The perspective reformulation (PR) of a Mixed-Integer NonLinear Program with semi-continuous variables is obtained by replacing each term in the (separable) objective function with its convex envelope. Solving the corresponding continuous relaxation requires appropriate techniques. Under some rather restrictive assumptions, the Projected PR (P2R) can be defined where the integer variables are eliminated by projecting the solution set onto the space of the continuous variables only. This approach produces a simple piecewise-convex problem with the same structure as the original one; however, this prevents the use of general-purpose solvers, in that some variables are then only implicitly represented in the formulation. We show how to construct an Approximated Projected PR (AP2R) whereby the projected formulation is “lifted” back to the original variable space, with each integer variable expressing one piece of the obtained piecewise-convex function. In some cases, this produces a reformulation of the original problem with exactly the same size and structure as the standard continuous relaxation, but providing substantially improved bounds.

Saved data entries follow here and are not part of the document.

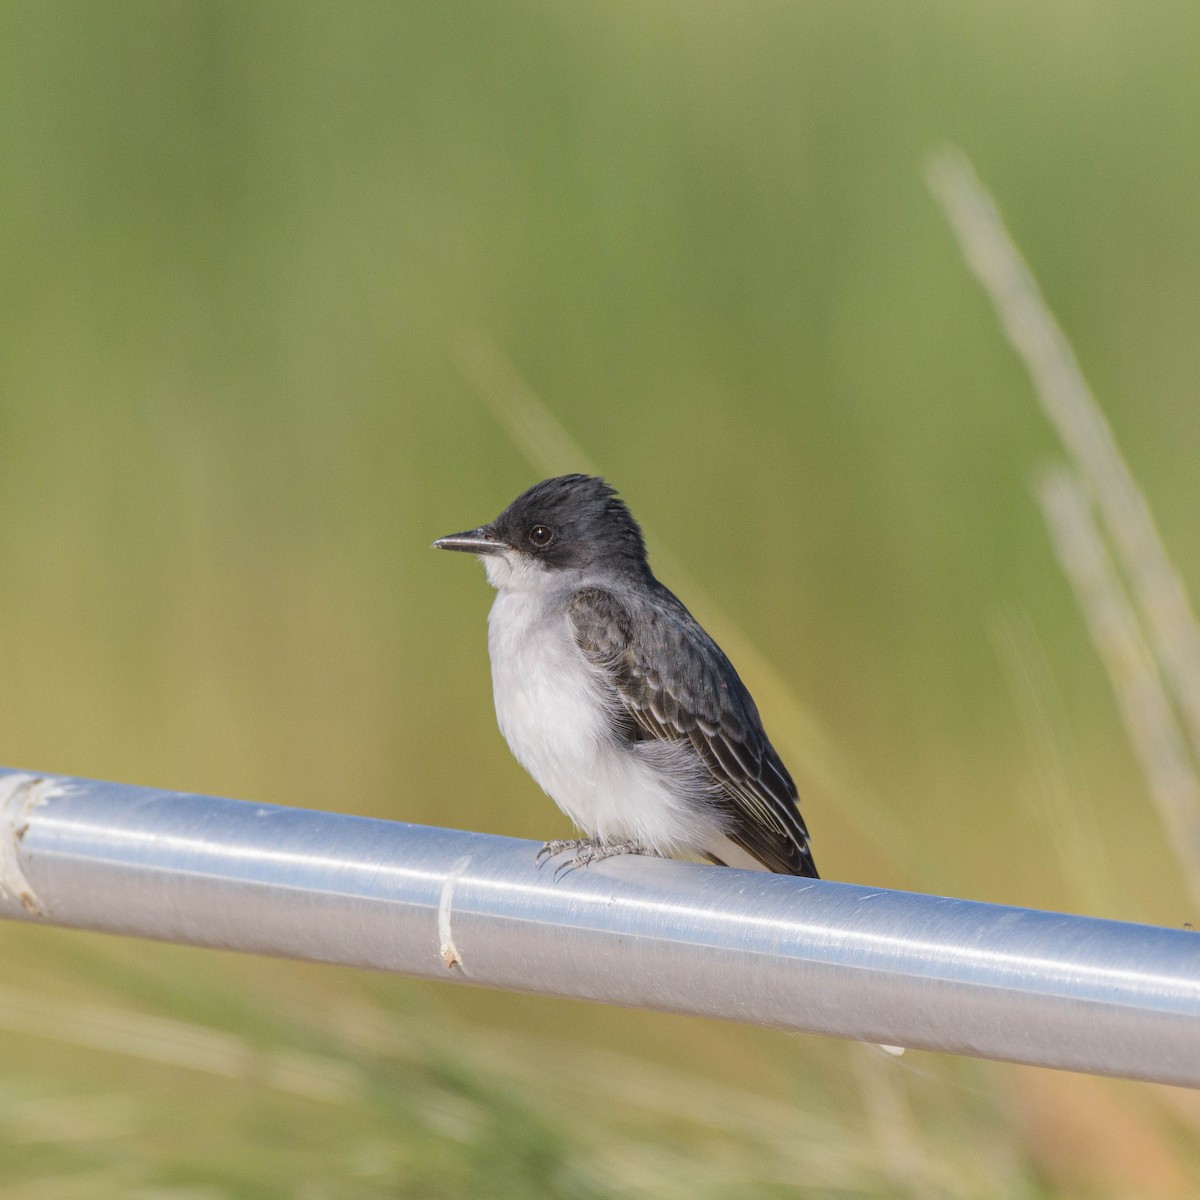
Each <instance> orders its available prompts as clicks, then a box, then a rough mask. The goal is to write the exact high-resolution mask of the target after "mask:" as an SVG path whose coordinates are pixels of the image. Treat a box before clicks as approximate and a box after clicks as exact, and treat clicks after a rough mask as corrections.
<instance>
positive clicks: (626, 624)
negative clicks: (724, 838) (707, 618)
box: [570, 583, 817, 878]
mask: <svg viewBox="0 0 1200 1200" xmlns="http://www.w3.org/2000/svg"><path fill="white" fill-rule="evenodd" d="M570 619H571V624H572V626H574V630H575V641H576V644H577V646H578V647H580V649H581V650H582V653H583V654H584V656H586V658H587V659H588V660H589V661H590V662H593V664H594V665H595V666H598V667H601V668H602V670H604V671H605V672H606V673H607V676H608V678H610V679H611V682H612V685H613V689H614V691H616V694H617V696H618V697H619V700H620V703H622V707H623V709H624V712H625V714H626V715H628V721H626V725H625V727H624V730H623V732H624V734H625V736H626V737H628V738H629V739H630V740H643V739H647V738H660V739H662V740H682V739H686V740H689V742H690V743H691V745H692V748H694V749H695V751H696V754H697V755H698V757H700V758H701V761H702V762H703V763H704V766H706V767H707V768H708V772H709V774H710V775H712V776H713V780H714V781H715V782H716V785H718V787H719V796H720V798H719V800H718V803H719V805H720V806H721V809H722V810H724V815H725V817H726V821H727V835H728V838H730V839H731V840H732V841H734V842H737V845H739V846H740V847H742V848H743V850H745V851H746V852H748V853H750V854H752V856H754V857H755V858H756V859H758V862H760V863H762V864H763V866H766V868H767V869H768V870H772V871H776V872H779V874H781V875H808V876H811V877H814V878H815V877H816V874H817V870H816V866H815V865H814V862H812V854H811V853H810V851H809V833H808V829H806V828H805V826H804V820H803V818H802V817H800V814H799V809H798V808H797V804H798V798H797V794H796V785H794V784H793V782H792V776H791V775H788V773H787V768H786V767H785V766H784V763H782V762H781V761H780V757H779V755H778V754H776V752H775V749H774V746H772V744H770V742H769V740H768V739H767V734H766V733H764V732H763V728H762V721H761V720H760V718H758V710H757V708H755V703H754V700H752V698H751V697H750V692H748V691H746V689H745V684H743V683H742V680H740V679H739V678H738V674H737V672H736V671H734V670H733V667H732V666H731V664H730V660H728V659H727V658H726V656H725V655H724V654H722V653H721V648H720V647H719V646H718V644H716V643H715V642H714V641H713V640H712V638H710V637H709V636H708V634H706V632H704V630H703V629H701V626H700V625H698V624H697V622H696V619H695V618H694V617H692V616H691V613H689V612H688V610H686V608H685V607H684V606H683V604H682V602H680V601H679V600H678V599H677V598H676V596H674V595H673V594H672V593H671V592H668V590H667V589H666V588H664V587H661V584H656V583H655V588H654V590H653V593H652V594H650V596H649V598H648V599H642V598H641V596H636V598H634V596H619V595H616V594H614V593H612V592H607V590H605V589H602V588H584V589H582V590H580V592H577V593H576V594H575V596H574V598H572V600H571V605H570Z"/></svg>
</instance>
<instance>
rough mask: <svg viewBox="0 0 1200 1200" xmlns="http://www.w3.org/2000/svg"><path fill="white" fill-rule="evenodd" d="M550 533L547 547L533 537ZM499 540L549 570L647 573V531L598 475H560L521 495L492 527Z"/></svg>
mask: <svg viewBox="0 0 1200 1200" xmlns="http://www.w3.org/2000/svg"><path fill="white" fill-rule="evenodd" d="M539 527H542V528H545V529H548V530H550V532H551V535H552V536H551V540H550V542H548V544H547V545H545V546H539V545H538V539H535V538H532V536H530V535H532V534H533V533H534V530H535V529H538V528H539ZM492 530H493V532H494V534H496V536H498V538H500V539H502V540H503V541H505V542H508V544H509V545H510V546H512V547H515V548H516V550H521V551H524V552H527V553H530V554H535V556H538V557H539V558H541V559H542V560H544V562H545V563H546V565H547V566H560V568H581V566H589V565H592V564H593V563H598V562H605V563H608V564H611V565H613V566H617V568H625V569H638V568H640V569H646V544H644V541H643V540H642V530H641V528H640V527H638V524H637V522H636V521H635V520H634V517H632V514H631V512H630V511H629V509H628V508H625V504H624V502H623V500H622V499H620V498H619V497H618V496H617V492H616V488H613V487H611V486H610V485H608V484H606V482H605V481H604V480H602V479H600V478H599V476H596V475H558V476H557V478H554V479H544V480H542V481H541V482H540V484H534V486H533V487H530V488H529V490H528V491H527V492H522V493H521V494H520V496H518V497H517V498H516V499H515V500H514V502H512V503H511V504H510V505H509V506H508V508H506V509H505V510H504V511H503V512H502V514H500V515H499V516H498V517H497V518H496V521H493V522H492Z"/></svg>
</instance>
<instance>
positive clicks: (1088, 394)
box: [928, 146, 1200, 757]
mask: <svg viewBox="0 0 1200 1200" xmlns="http://www.w3.org/2000/svg"><path fill="white" fill-rule="evenodd" d="M928 178H929V185H930V188H931V190H932V192H934V194H935V197H936V198H937V199H938V202H940V203H941V205H942V209H943V210H944V212H946V216H947V218H948V220H949V222H950V224H952V227H953V228H954V232H955V234H956V236H958V239H959V245H960V246H961V248H962V253H964V256H965V257H966V259H967V263H968V264H970V265H971V269H972V270H973V271H974V274H976V275H977V276H978V278H979V282H980V283H982V284H983V287H984V290H985V292H986V293H988V295H989V296H990V299H991V302H992V305H994V306H995V308H996V312H997V314H998V317H1000V320H1001V324H1002V325H1003V328H1004V332H1006V334H1007V335H1008V338H1009V341H1010V342H1012V344H1013V347H1014V349H1015V350H1016V352H1018V354H1019V355H1020V356H1021V359H1022V360H1024V362H1025V366H1026V368H1027V370H1028V372H1030V374H1031V377H1032V379H1033V384H1034V388H1036V390H1037V395H1038V398H1039V401H1040V402H1042V407H1043V408H1044V409H1045V413H1046V415H1048V416H1049V418H1050V421H1051V422H1052V425H1054V427H1055V428H1056V430H1057V432H1058V436H1060V438H1061V439H1062V442H1063V444H1064V445H1066V446H1067V450H1068V451H1069V452H1070V455H1072V457H1073V458H1074V461H1075V464H1076V468H1078V470H1079V474H1080V478H1081V479H1082V480H1084V482H1085V484H1086V486H1087V488H1088V491H1090V492H1091V493H1092V496H1093V497H1094V499H1096V504H1097V506H1098V508H1099V510H1100V512H1102V514H1103V516H1104V522H1105V526H1106V528H1108V530H1109V533H1110V535H1111V538H1112V541H1114V545H1115V547H1116V551H1117V556H1118V559H1120V563H1121V566H1122V569H1123V571H1124V574H1126V576H1127V578H1128V580H1129V583H1130V587H1132V589H1133V594H1134V599H1135V601H1136V605H1138V610H1139V611H1140V613H1141V616H1142V619H1144V620H1145V622H1146V626H1147V629H1148V630H1150V638H1151V642H1152V644H1153V648H1154V654H1156V656H1157V659H1158V661H1159V664H1160V666H1162V668H1163V673H1164V677H1165V680H1166V684H1168V686H1169V689H1170V691H1171V694H1172V695H1174V696H1175V700H1176V702H1177V703H1178V706H1180V709H1181V712H1182V715H1183V724H1184V727H1186V730H1187V733H1188V738H1189V740H1190V744H1192V751H1193V754H1195V755H1196V756H1198V757H1200V623H1198V622H1196V617H1195V612H1194V611H1193V607H1192V602H1190V599H1189V596H1188V592H1187V588H1186V587H1184V584H1183V581H1182V578H1181V577H1180V574H1178V571H1176V569H1175V566H1174V564H1172V563H1171V559H1170V557H1169V556H1168V553H1166V548H1165V547H1164V545H1163V539H1162V536H1160V534H1159V532H1158V528H1157V526H1156V524H1154V518H1153V516H1152V514H1151V511H1150V505H1148V504H1147V503H1146V498H1145V497H1144V496H1142V493H1141V491H1140V488H1139V487H1138V484H1136V481H1135V480H1134V478H1133V474H1132V472H1130V470H1129V467H1128V464H1127V463H1126V462H1124V460H1123V458H1122V456H1121V451H1120V449H1118V446H1117V444H1116V442H1115V439H1114V437H1112V430H1111V428H1110V427H1109V424H1108V421H1106V420H1105V416H1104V414H1103V412H1100V408H1099V406H1098V404H1097V402H1096V397H1094V396H1093V395H1092V392H1091V389H1090V388H1088V386H1087V382H1086V380H1085V379H1084V374H1082V371H1081V370H1080V366H1079V361H1078V360H1076V358H1075V354H1074V352H1073V350H1072V348H1070V344H1069V343H1068V341H1067V338H1066V337H1064V336H1063V332H1062V330H1061V329H1060V328H1058V323H1057V322H1056V320H1055V318H1054V314H1052V313H1051V312H1050V308H1049V306H1048V305H1046V302H1045V299H1044V298H1043V295H1042V292H1040V289H1039V288H1038V284H1037V281H1036V280H1034V278H1033V274H1032V272H1031V270H1030V268H1028V265H1027V264H1026V263H1025V260H1024V258H1022V257H1021V253H1020V251H1019V250H1018V247H1016V245H1015V244H1014V241H1013V239H1012V236H1010V235H1009V233H1008V229H1007V228H1006V227H1004V222H1003V218H1002V217H1001V214H1000V211H998V209H997V208H996V203H995V202H994V200H992V198H991V196H989V194H988V191H986V188H985V187H984V186H983V184H982V182H980V181H979V178H978V175H977V174H976V172H974V169H973V167H972V166H971V162H970V161H968V160H967V157H966V155H964V154H962V151H961V150H958V149H956V148H953V146H952V148H947V149H943V150H941V151H940V152H937V154H936V155H934V156H932V157H931V158H930V162H929V168H928Z"/></svg>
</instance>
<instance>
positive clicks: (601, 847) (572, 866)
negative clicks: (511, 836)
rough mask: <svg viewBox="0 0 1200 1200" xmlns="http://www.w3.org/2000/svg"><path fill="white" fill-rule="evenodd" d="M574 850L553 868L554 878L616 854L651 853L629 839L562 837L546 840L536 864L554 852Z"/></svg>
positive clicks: (538, 855) (646, 853) (605, 858)
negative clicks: (606, 838) (559, 839)
mask: <svg viewBox="0 0 1200 1200" xmlns="http://www.w3.org/2000/svg"><path fill="white" fill-rule="evenodd" d="M569 850H574V851H578V853H577V854H576V856H575V857H574V858H570V859H568V860H566V862H565V863H560V864H559V865H558V866H557V868H554V878H556V880H557V878H559V877H560V876H563V875H566V874H568V872H569V871H574V870H576V868H580V866H588V865H589V864H592V863H601V862H604V859H606V858H616V857H617V856H618V854H653V853H654V851H653V850H647V848H646V847H644V846H642V845H641V844H638V842H636V841H632V840H629V841H600V840H598V839H594V838H580V839H574V840H571V839H564V840H558V841H547V842H546V845H545V846H542V847H541V850H539V851H538V865H539V866H540V865H541V864H542V863H545V862H548V860H550V859H551V858H553V857H554V856H556V854H562V853H563V852H565V851H569Z"/></svg>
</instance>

In the process we also substantially extend the approach beyond the original P2R development by relaxing the requirement that the objective function be quadratic and the left endpoint of the domain of the variables be non-negative. While the AP2R bound can be weaker than that of the PR, this approach can be applied in many more cases and allows direct use of off-the-shelf MINLP software; this is shown to be competitive with previously proposed approaches in some applications.

16h30 - 17h15 :

# Optimal Power Flow : non convex quadratically convex problem for electric grid management.

## Jean Maeght

### (RTE)

RTE is the French TSO Transmission System Operator, owns and operates the high voltage electric grid (63kV to 400kV). Modeling of power flow on the grid needs products of complex variables representing voltages and currents. Translation to real numbers gives either trigonometric functions (polar coordinates) or quadratically constrained problems (cartesian coordinates).
Since the late 90’, in both cases interior point methods give (good ?) feasible solutions. For lower bounds, linear relaxations are very bad. About 10 years ago, SDP relaxations have been proposed for the Cartesian formulation. Bounds are indeed very good, proving that original interior point solution are good. Many other conic relaxations have been proposed. Polynomial optimization (Lasserre Hierarchy) could in some case solve large instances, but not all.
Still the gap is not yet closed and no efficient method nor software is available to achieve the global optimality for OPF quest.
Our approach is based on specialization the Mixed-Integer Quadratic Convex Reformulation method (MIQCR) to OPF.